Lloyd’s of London reported profit increased 39 percent for the first six months, but warned that recession effects and uncertainty over natural catastrophes could adversely affect year end results.

The syndicated market reported profit before tax rose £373 million (U.S. $615 million) to £1.32 billion (U.S. $2.18 billion) compared to £949 million ($1.57 billion) for the same six month period last year.

The combined ratio deteriorated 2.6 points rising to a still profitable 91.6 for the period, which Lloyd’s said compares well to its peers in the United States, Bermuda and Europe.

Lloyd’s attributed the positive results to  “continuing underwriting discipline and a relatively low level of catastrophe claims.”

In a statement, Lloyd’s Chairman Lord Peter Levene said, “The first six months results have been achieved in what remain challenging circumstances. The market is in solid financial shape and business volumes have increased as a result of brokers and policyholders seeking to use the security of the Lloyd’s platform.”

“External conditions, however, remain difficult with the U.S. windstorm season and recessionary trends continuing to pose a threat to the insurance industry,” said Lord Levene.

Lloyd’s Chief Executive Richard Ward added, “Lloyd’s prudent and conservative approach has ensured that our capital position and ratings remain strong. While we are well placed to take advantage of opportunities through the market’s wide product range and distribution channels, our focus must remain on underwriting profitability.”

The syndicate reported investment returns of £708 million ($1.17 billion) compared to £346 million ($571 million) last year.
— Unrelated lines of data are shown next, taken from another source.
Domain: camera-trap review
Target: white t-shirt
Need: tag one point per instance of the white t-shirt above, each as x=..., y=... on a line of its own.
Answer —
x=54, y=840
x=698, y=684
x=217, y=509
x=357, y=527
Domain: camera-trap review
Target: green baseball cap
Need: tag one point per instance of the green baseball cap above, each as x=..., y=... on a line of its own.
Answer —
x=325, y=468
In a video posted on the Lloyd’s Web site, Mr. Ward noted that while the results are encouraging, Lloyd’s remained cautious because of the active hurricane season and the global recession, “which both remain significant threats for the insurance industry.”
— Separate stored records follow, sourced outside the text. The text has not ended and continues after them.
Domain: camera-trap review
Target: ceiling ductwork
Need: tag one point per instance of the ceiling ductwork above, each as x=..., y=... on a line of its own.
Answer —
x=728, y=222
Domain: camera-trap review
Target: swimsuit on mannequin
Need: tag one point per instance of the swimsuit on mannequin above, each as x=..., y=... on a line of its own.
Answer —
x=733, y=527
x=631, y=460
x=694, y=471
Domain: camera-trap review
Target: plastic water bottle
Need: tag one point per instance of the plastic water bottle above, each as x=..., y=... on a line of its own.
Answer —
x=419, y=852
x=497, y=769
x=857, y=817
While Lloyd’s is practicing underwriting discipline, he said underwriters have not seen “significant increases across all lines that some commentators have predicted.”

He went on to say that Lloyd’s is improving its claims handling capabilities that gives it “a truly competitive advantage for the market” and will prove a great benefit for customers.

The syndicated market continues to grow globally, especially focusing on developing nations and has opened new offices in Brazil, establishing a license in Portugal and an agreement with regulators in Japan for a new business model, he added.

A number of challenges remain as Lloyd’s continues to work on “becoming the platform of choice,” said Mr. Ward, paramount of these is regulatory changes that will come about from Solvency II.

He said Lloyd’s is reviewing its strategic goals in the face of these challenges and will publish an updated strategy early next year.